E ogni volta questi erano arricciati all’esterno.
Quando ebbi il coraggio di esplorare il resto del viso cui appartenevano mi resi conto che era tutto merito delle labbra curvate all’insù che estendevano quella piega carina fino agli occhi…nasceva tutto dal suo sorriso!
E che sorriso!
A poco a poco anche io imparai a piegare le labbra e sorridere.
Ogni volta che lo facevo sembrava che a mia madre venisse un accidente…non riusciva a capacitarsi che fossi diventata “normale”…
Purtroppo, come in ogni cosa, c’era una fine…la vacanza non faceva eccezione. Di certo non pensavo che lì a breve sarebbe stata l’ultima volta che avrei visto quel sorriso.
Durante il viaggio di ritorno mi sentii male.
Mi diedero delle pasticche calmanti che ebbero l’effetto collaterale di farmi addormentare.
Riflettendoci mezza intontita al mio risveglio, fu una fortuna.
Feci un sogno bellissimo.
Gli occhi che per tutta la settimana avevo osservato da lontano, desiderato, erano nei miei, questa volta vicinissimi; le labbra che avevo visto così spesso piegarsi all’insù per me, sulle mie.
Credo fosse quello che viene chiamato bacio.
Sta di fatto che era una cosa bellissima, che mi scatenava una tempesta dentro…sembrava fantasticamente reale!
Poi i suoi occhi, quei magnifici occhi che assieme ai miei erano gli unici al mondo di quel colore, si chiusero e io feci altrettanto, solo che li avevo già chiusi perché dormivo.
Però sentii lo stesso le palpebre abbassarsi e per un attimo vidi solo il buio rossore del loro interno.
Non era un sogno…ero soltanto io che lo stavo vivendo come tale.
Anche quella volta, in quella lucida bolla di intimità, così vicini, non ci fu alcuna parola.
Quel silenzio inequivocabile diceva tutto.
Per tutto il resto del viaggio mi sembrò di stare su una nuvola e, per dirla come facevano le mie compagne, mi sentivo a 3 metri da terra…anzi, 3 metri sopra il cielo.
No, anzi...ero almeno 10 metri sopra il cielo!
Arrivati in città, scendemmo dall’autobus mano nella mano, incuranti degli sguardi attoniti dei miei e di quelli maliziosamente compiaciuti dei suoi e di quelli stupiti e allegri di tutti gli altri.
Eravamo solo noi due, due paia di occhi uguali, addirittura identici, in corsa verso una nuova vita fatta soltanto di noi.

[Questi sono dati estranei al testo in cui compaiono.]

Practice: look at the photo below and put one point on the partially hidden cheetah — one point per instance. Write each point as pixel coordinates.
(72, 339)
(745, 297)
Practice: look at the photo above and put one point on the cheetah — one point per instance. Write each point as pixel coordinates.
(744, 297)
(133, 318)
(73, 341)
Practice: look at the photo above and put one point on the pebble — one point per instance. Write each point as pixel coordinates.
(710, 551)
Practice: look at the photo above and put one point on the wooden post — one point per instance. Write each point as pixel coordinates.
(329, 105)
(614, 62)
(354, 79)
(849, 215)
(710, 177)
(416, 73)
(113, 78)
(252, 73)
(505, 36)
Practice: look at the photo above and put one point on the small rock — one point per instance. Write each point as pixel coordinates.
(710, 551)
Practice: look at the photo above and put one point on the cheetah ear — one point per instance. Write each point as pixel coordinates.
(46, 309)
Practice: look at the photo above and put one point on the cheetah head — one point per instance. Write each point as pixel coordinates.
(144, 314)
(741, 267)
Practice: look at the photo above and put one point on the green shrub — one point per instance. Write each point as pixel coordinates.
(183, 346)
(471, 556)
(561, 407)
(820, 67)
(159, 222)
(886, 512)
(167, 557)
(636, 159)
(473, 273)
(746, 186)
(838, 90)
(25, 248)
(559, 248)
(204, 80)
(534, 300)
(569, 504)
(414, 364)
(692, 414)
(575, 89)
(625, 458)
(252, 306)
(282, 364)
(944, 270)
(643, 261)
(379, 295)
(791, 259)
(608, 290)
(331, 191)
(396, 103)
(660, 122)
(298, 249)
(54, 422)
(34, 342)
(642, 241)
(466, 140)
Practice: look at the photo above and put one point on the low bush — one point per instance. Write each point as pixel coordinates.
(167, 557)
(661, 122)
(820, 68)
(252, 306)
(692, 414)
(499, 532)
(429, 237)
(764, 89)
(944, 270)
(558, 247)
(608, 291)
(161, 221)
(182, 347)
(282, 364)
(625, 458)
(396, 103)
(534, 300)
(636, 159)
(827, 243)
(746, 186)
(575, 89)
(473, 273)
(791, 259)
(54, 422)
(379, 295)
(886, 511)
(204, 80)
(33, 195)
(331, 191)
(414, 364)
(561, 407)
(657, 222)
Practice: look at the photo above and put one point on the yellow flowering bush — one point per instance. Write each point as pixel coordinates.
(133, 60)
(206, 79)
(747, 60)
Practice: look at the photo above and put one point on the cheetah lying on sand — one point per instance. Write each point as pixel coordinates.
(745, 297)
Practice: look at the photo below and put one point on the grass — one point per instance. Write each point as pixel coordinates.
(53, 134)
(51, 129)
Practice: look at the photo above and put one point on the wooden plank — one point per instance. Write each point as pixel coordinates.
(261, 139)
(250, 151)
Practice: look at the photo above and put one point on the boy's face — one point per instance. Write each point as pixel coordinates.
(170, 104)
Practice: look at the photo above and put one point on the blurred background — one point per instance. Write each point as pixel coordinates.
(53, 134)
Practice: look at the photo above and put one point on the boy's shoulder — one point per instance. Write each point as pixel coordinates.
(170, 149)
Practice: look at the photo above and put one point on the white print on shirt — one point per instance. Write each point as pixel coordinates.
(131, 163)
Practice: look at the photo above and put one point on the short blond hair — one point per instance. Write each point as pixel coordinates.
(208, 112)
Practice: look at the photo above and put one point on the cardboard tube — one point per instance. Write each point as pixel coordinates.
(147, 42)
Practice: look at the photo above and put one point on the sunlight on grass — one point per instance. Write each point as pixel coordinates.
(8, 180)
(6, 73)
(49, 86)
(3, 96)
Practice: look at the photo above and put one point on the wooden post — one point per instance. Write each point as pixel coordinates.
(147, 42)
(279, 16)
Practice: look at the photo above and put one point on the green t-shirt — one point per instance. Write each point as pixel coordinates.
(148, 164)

Perché al mondo c’è sempre qualcuno come noi, con i nostri stessi difetti, che riesce a capirci anche quando gli altri non lo fanno, che ci sorride anche se in tutta la nostra vita nessun altro l’ha fatto, che ignora gli altri e pensa solo a noi, come lui ci vede.
A volte basta un sorriso per cambiare il mondo; basta passare per le piccole cose e cambiare noi stessi.
E’ stata la prima volta in cui mi sono innamorata, e la più bella!
Ma non era il classico innamoramento adolescenziale…lui, il mio angelo custode per una settimana, mi ha insegnato veramente cos’è l’amore.
Da quel giorno i miei occhi non sono stati mai più vuoti, o come diceva mio padre pieni di niente…ho cominciato ad amare ed essere amata e ho conosciuto le lacrime della felicità.
Non si sono svuotati, tornando come in principio, neanche quando lui se n’è andato.
Mi ha amato e io ho amato lui, in una settimana che ha segnato l’inizio di una vita nuova per entrambi.
Quando di mezzo c’è l’amore, tranquilla che è una cosa che non scomparirà mai, mi sono detta.
Ho imparato anche questo da lui...l’amore non ha limiti.
E se anche da quel giorno sono stata una ragazza normale, ho conosciuto tante persone che mi hanno voluto bene e amato e ho avuto altri ragazzi, non ho mai potuto fare a meno di pensare a lui, il mio angelo salvatore, il ragazzo con i miei stessi occhi, e chiedermi dove fosse in quel momento, assieme a chi…forse stava osservando anche lui lo stesso tramonto che vedevo io, solo accanto ad una persona diversa, e magari anche lui era felice e pensava senza rimpianti a dove fossi io, assieme a chi e se proprio in quel momento stessi guardando il suo stesso tramonto…

Grazie ad Aileen e alla sua storia, o più che altro a quella del suo amore, per avermi ispirato; dedicata al mio, di amore.